Ihr Strich ist kontrolliert, präzise und ganz in der Gegenwart. Bettina Mundry malt nicht um etwas zu
verarbeiten und braucht nur eine pinsellange Distanz um etwas -austragen zu können-. Sie benötigt
für ihr Schaffen kein Gefühl von Heimat, um Identität zu finden und keine Art von
Zugehörigkeit um sich emotional zu verorten.

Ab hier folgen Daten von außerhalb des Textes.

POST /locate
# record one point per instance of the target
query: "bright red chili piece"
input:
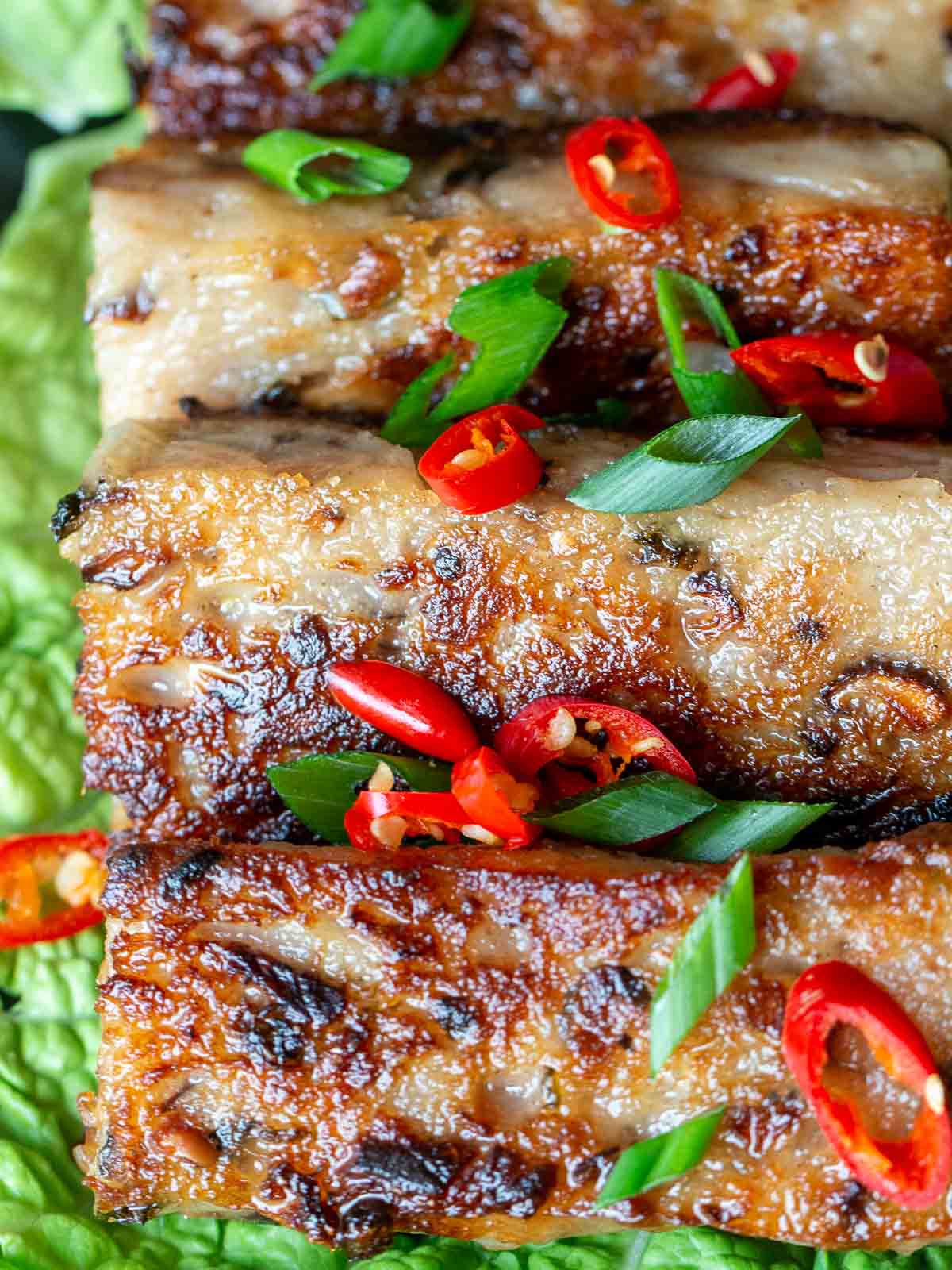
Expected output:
(584, 736)
(380, 822)
(482, 463)
(493, 798)
(404, 705)
(914, 1172)
(597, 152)
(759, 84)
(846, 380)
(67, 864)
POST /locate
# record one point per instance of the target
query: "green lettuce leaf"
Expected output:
(63, 59)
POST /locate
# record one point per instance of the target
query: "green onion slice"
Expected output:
(628, 810)
(514, 321)
(759, 829)
(720, 943)
(683, 302)
(660, 1160)
(285, 158)
(321, 789)
(689, 464)
(397, 40)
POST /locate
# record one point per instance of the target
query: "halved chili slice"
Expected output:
(384, 822)
(578, 734)
(913, 1172)
(846, 380)
(759, 84)
(50, 886)
(404, 705)
(600, 152)
(493, 798)
(482, 463)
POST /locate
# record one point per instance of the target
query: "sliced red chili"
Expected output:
(914, 1172)
(482, 463)
(50, 869)
(381, 822)
(493, 798)
(759, 84)
(597, 152)
(846, 380)
(404, 705)
(592, 736)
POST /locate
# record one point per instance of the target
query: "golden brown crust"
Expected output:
(219, 67)
(790, 635)
(457, 1041)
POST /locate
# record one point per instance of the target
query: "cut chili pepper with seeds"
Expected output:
(50, 886)
(759, 84)
(564, 737)
(494, 799)
(846, 380)
(602, 150)
(482, 463)
(404, 705)
(382, 822)
(914, 1172)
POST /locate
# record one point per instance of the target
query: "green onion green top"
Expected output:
(719, 944)
(287, 158)
(321, 789)
(683, 302)
(691, 463)
(514, 321)
(397, 40)
(660, 1160)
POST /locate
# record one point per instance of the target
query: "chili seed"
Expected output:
(389, 829)
(873, 359)
(562, 730)
(759, 67)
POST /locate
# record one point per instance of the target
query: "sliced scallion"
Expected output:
(689, 464)
(286, 158)
(513, 321)
(759, 829)
(321, 789)
(660, 1160)
(719, 944)
(628, 810)
(683, 302)
(397, 40)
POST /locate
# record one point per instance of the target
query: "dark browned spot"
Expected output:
(374, 279)
(456, 1018)
(184, 876)
(306, 641)
(748, 247)
(909, 692)
(420, 1168)
(810, 630)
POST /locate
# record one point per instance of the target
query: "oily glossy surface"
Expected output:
(457, 1041)
(791, 637)
(211, 285)
(244, 65)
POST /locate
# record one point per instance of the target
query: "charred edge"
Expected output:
(184, 876)
(422, 1168)
(67, 514)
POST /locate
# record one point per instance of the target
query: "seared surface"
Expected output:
(793, 635)
(211, 285)
(244, 65)
(457, 1041)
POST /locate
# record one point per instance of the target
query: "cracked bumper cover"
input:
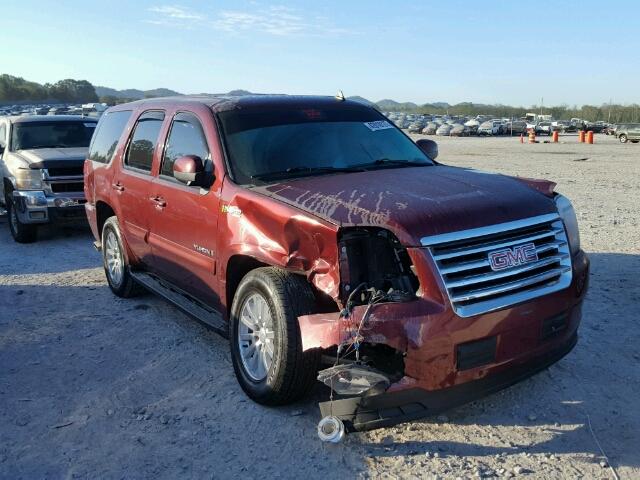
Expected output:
(366, 413)
(523, 339)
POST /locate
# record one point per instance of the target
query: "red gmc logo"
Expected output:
(512, 257)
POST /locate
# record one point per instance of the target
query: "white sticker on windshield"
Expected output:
(378, 125)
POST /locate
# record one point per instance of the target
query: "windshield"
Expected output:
(302, 142)
(52, 134)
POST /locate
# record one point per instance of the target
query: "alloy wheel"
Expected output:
(256, 337)
(113, 257)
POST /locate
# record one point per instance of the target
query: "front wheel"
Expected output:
(266, 346)
(21, 232)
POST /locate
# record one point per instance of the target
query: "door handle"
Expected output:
(158, 201)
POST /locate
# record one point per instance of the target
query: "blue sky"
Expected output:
(491, 51)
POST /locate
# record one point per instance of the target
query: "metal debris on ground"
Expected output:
(331, 429)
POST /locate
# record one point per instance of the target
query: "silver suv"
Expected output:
(41, 170)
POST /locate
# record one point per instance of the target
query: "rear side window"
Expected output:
(144, 141)
(186, 138)
(108, 133)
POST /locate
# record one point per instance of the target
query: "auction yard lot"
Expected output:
(93, 386)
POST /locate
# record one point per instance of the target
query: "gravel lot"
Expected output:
(92, 386)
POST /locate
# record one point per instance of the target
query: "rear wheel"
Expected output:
(21, 232)
(266, 347)
(116, 264)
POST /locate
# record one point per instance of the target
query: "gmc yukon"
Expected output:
(315, 233)
(41, 162)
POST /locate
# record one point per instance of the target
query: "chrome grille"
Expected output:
(474, 287)
(63, 180)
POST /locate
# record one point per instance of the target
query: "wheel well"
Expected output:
(237, 267)
(103, 212)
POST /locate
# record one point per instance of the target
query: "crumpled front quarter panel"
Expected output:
(277, 234)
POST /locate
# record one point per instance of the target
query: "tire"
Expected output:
(115, 262)
(281, 297)
(21, 232)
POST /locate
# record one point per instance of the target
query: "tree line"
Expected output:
(613, 113)
(16, 89)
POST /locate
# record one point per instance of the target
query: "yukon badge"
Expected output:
(512, 257)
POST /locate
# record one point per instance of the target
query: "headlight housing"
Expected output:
(568, 216)
(28, 179)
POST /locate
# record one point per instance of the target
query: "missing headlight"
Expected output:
(374, 257)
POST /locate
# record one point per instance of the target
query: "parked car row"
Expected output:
(628, 132)
(87, 109)
(241, 212)
(486, 126)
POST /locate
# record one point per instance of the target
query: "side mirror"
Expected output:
(189, 170)
(429, 147)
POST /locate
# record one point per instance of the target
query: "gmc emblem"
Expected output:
(512, 257)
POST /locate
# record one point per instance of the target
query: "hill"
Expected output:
(135, 94)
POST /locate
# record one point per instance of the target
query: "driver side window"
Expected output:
(186, 137)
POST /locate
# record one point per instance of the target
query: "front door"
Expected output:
(184, 218)
(131, 183)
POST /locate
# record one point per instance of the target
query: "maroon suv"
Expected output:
(311, 230)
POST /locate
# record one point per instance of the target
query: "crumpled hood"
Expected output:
(413, 202)
(46, 155)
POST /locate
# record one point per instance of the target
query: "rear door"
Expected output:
(184, 218)
(132, 182)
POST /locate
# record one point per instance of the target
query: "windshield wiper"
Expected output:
(387, 162)
(296, 171)
(35, 147)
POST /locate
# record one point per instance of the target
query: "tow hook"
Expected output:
(331, 429)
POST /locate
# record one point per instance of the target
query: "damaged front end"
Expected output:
(396, 350)
(375, 270)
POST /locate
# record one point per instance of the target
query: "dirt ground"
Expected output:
(92, 386)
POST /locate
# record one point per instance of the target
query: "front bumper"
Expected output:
(34, 207)
(450, 360)
(388, 409)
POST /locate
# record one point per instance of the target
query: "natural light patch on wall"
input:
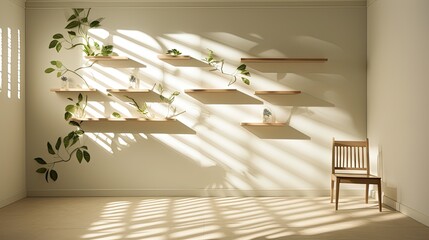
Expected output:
(1, 59)
(19, 64)
(9, 63)
(141, 38)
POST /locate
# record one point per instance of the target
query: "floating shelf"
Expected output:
(182, 61)
(92, 93)
(274, 131)
(221, 96)
(283, 60)
(115, 62)
(140, 95)
(134, 125)
(73, 90)
(277, 93)
(287, 65)
(292, 98)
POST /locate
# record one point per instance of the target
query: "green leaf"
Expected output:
(241, 67)
(79, 155)
(71, 17)
(107, 50)
(245, 80)
(53, 43)
(71, 135)
(53, 174)
(246, 73)
(67, 116)
(77, 11)
(58, 144)
(74, 123)
(72, 24)
(40, 161)
(58, 36)
(70, 108)
(116, 114)
(96, 45)
(59, 64)
(86, 156)
(49, 70)
(74, 141)
(50, 149)
(41, 170)
(66, 141)
(58, 47)
(47, 176)
(94, 23)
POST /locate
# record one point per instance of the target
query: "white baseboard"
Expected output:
(12, 199)
(184, 193)
(418, 216)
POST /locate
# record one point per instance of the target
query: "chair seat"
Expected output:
(354, 175)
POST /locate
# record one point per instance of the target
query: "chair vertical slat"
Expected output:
(355, 157)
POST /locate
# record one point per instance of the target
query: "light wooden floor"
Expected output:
(110, 218)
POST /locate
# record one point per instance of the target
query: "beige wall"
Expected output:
(223, 158)
(398, 35)
(12, 108)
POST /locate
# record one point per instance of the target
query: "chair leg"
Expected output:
(337, 193)
(366, 193)
(379, 196)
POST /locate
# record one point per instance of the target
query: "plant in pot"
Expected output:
(66, 147)
(78, 26)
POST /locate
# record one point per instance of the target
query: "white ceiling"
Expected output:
(234, 3)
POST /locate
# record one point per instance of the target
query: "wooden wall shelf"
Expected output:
(182, 61)
(279, 93)
(283, 60)
(134, 125)
(274, 130)
(292, 98)
(287, 65)
(92, 93)
(73, 90)
(115, 62)
(221, 96)
(140, 95)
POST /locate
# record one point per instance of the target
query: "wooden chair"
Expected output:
(350, 164)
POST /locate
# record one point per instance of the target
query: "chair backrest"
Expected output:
(350, 156)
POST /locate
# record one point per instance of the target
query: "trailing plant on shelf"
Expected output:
(173, 52)
(77, 109)
(218, 64)
(142, 109)
(78, 26)
(66, 148)
(61, 70)
(171, 110)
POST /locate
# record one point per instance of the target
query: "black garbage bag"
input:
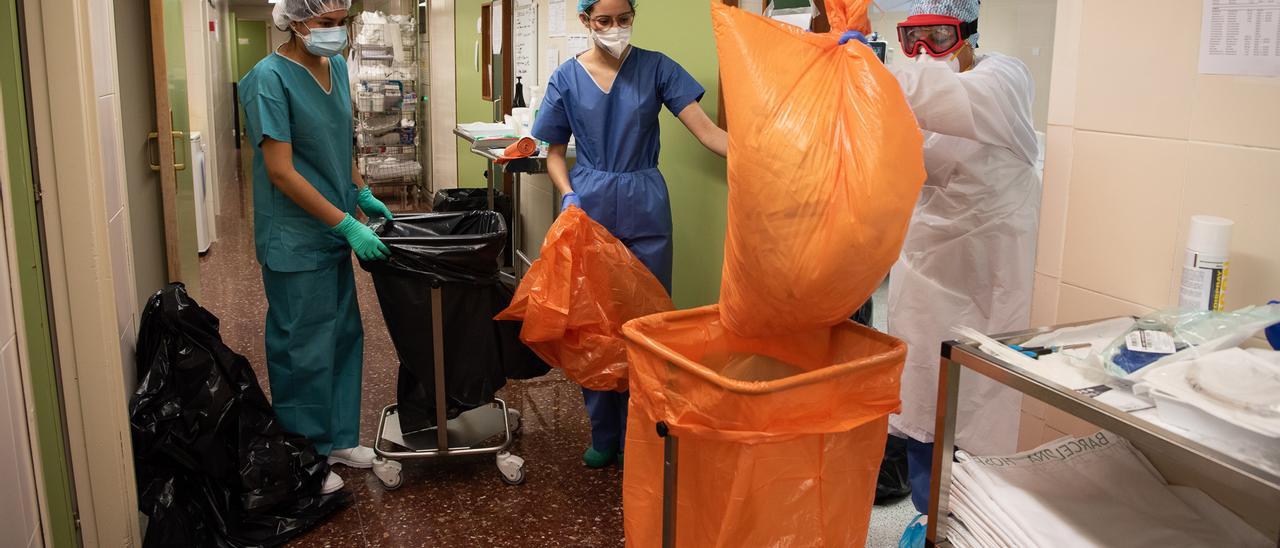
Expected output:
(457, 252)
(214, 466)
(448, 200)
(892, 484)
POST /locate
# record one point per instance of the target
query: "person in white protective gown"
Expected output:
(970, 250)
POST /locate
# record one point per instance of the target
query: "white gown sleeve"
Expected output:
(990, 104)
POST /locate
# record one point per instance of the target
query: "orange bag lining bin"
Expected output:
(848, 388)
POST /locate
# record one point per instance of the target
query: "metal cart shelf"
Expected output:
(1248, 488)
(517, 168)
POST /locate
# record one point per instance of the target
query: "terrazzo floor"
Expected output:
(457, 503)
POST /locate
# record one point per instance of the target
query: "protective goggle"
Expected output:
(936, 35)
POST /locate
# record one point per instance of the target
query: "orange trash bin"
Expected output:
(780, 437)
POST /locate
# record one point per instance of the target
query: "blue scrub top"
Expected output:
(616, 176)
(616, 131)
(284, 101)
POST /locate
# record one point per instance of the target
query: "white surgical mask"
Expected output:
(613, 40)
(325, 42)
(951, 62)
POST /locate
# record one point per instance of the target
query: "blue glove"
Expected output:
(851, 35)
(570, 200)
(366, 245)
(371, 206)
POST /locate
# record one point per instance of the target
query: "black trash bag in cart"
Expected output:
(214, 466)
(457, 252)
(475, 200)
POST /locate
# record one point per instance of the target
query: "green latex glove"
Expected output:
(364, 242)
(371, 206)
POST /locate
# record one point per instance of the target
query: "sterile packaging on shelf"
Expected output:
(1096, 491)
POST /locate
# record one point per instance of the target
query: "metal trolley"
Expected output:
(466, 434)
(461, 437)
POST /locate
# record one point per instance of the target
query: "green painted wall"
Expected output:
(247, 54)
(49, 433)
(471, 105)
(176, 58)
(682, 30)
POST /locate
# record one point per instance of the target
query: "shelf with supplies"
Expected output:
(385, 91)
(1239, 478)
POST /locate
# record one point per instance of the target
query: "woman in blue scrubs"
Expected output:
(306, 188)
(608, 100)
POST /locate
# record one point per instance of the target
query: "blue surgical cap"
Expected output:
(583, 5)
(965, 10)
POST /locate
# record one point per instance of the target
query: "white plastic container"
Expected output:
(1206, 264)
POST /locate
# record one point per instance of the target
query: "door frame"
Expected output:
(36, 354)
(80, 277)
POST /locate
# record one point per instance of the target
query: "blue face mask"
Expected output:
(325, 42)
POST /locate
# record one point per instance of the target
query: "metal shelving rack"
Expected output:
(1248, 488)
(389, 115)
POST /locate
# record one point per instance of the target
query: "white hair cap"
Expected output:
(289, 10)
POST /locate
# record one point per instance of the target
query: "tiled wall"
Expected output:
(1138, 142)
(19, 514)
(110, 135)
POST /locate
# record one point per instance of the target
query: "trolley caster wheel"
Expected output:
(511, 467)
(389, 473)
(517, 421)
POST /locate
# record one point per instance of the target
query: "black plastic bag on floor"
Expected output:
(451, 200)
(458, 254)
(214, 466)
(892, 484)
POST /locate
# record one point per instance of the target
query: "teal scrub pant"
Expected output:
(315, 347)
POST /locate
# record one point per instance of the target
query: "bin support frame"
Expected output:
(670, 484)
(466, 430)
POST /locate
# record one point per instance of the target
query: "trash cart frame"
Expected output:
(467, 429)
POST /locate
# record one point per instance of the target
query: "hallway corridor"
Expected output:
(447, 503)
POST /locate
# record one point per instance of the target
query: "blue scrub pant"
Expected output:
(608, 414)
(635, 208)
(315, 352)
(919, 471)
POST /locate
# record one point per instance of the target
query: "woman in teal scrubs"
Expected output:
(306, 188)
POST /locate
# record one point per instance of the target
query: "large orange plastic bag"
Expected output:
(824, 167)
(787, 461)
(576, 296)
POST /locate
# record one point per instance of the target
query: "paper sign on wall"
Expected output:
(496, 27)
(525, 48)
(552, 59)
(1240, 37)
(577, 44)
(556, 18)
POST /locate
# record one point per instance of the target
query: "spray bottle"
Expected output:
(1206, 264)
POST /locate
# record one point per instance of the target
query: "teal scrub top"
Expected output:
(284, 101)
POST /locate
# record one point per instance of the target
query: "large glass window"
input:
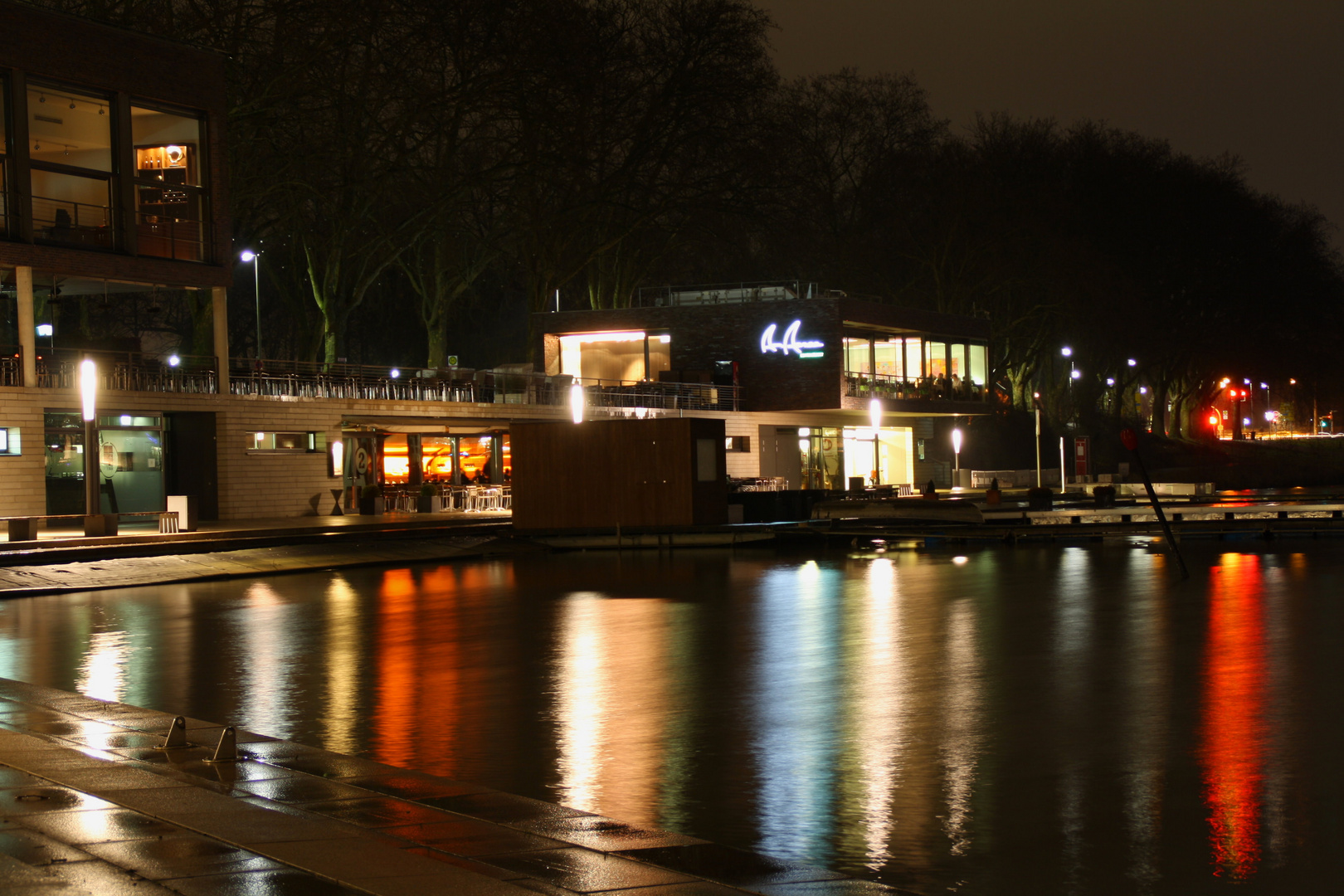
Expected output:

Sie malt keine Landschaften, um der Schönheit der Natur noch etwas von ihrer künstlerischen Interpretation
hinzuzufügen. "In der Natur, gibt es weder Kuchen noch Empfang…" Natur ist fast alles, auch schön und dass
ganz ohne den Kunstmaler! Aber was kann ihre Kunst leisten? "… Hand in Hand mit dem Betrachter. Sie sollte
ihm den Abgrund zeigen und ihn dann umarmen und ihn zurückführen in sichere Gefilde. … Denn DAS kann Kunst
leisten…!"
Unter Bettina Mundrys Händen entstehen Werke, die den Menschen etwas von ihrer Unbeugsamkeit, von ihrer
Zuversicht und von ihrem Mut zurückgeben. Als offensive Persönlichkeit ist folglich auch ihr
künstlerisches Schaffen offensiv. Reichlich ausgestattet mit der für eine Künstlerin, für einen
Künstler wesentlichsten Eigenschaft … die der Sensibilität. Und auch wenn sich nicht jedes Motiv seinem
Betrachter sofort erschließt, lohnt es sich, vertrauensvoll in seine eigene Gedankenwelt einzutauchen,
denn wir werden dort fündig werden. Und so tauchen wir ein und halten ihn aus, den oftmals direkten,
auffordernden Blick der Protagonisten in Mundrys Bildwelt. Was nicht immer einfach ist, denn wir schauen mit
ihnen tief in unsere eigenen Herzen hinein. Wenn wir es aber schaffen… dann, ja dann werden wir belohnt mit der
Erkenntnis: "Hey, ich kenne dich, ich verstehe dich und deinen Schmerz. Ich bin eine von euch, mittendrin.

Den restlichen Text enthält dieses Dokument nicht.